AI-generated illustration
AI-generated illustration

That concern lands in a district where attendance remains a major warning light. Maryland’s report card system measures schools by student achievement, growth, graduation rates, chronic absenteeism, postsecondary readiness, school surveys and access to a well-rounded curriculum. A 2025 analysis found Baltimore City had the highest chronic absenteeism rate among Maryland jurisdictions, with nearly half of students chronically absent in the previous school year. State task-force materials set a goal of cutting chronic absenteeism by 50% from a 2022-23 baseline of about 30% by the 2025-26 school year.

Data visualization chart
Data Visualisation

The budget papers show where much of the money is slated to go. City Schools says the plan includes $33 million for literacy and math coaches, $50.4 million for social workers and psychologists, $41.4 million for fine arts teachers and additional school spending, and $24.3 million for counselors and post-secondary advisors. Other line items include $4.45 million for multilingual learner supports, $5.2 million for extended school year services for students with IEPs, $7 million for 25 Focus Forward Improvement Community schools, $17.4 million for community school coordinators and lead agencies, and $2.9 million for the Re-Engagement Center.

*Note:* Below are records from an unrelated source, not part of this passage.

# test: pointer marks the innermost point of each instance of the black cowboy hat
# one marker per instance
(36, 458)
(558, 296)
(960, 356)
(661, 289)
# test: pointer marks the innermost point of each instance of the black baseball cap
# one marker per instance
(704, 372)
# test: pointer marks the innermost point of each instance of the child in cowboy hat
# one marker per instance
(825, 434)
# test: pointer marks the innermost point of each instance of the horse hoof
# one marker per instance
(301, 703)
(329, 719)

The district says the FY2027 budget was presented to the board on April 8 after community feedback sessions with students, parents, multilingual families, staff and partners. City Schools describes the plan as centered on student wholeness, literacy, leadership, equity and district office structure, and says it was drafted amid uncertainty about Blueprint for Maryland’s Future funding and federal support. The broader question now is whether the extra spending, up roughly $650 million since the district’s 2017 budget of about $1.3 billion, will move the numbers families care about most: attendance, literacy, math and whether schools are actually ready to serve the children inside them.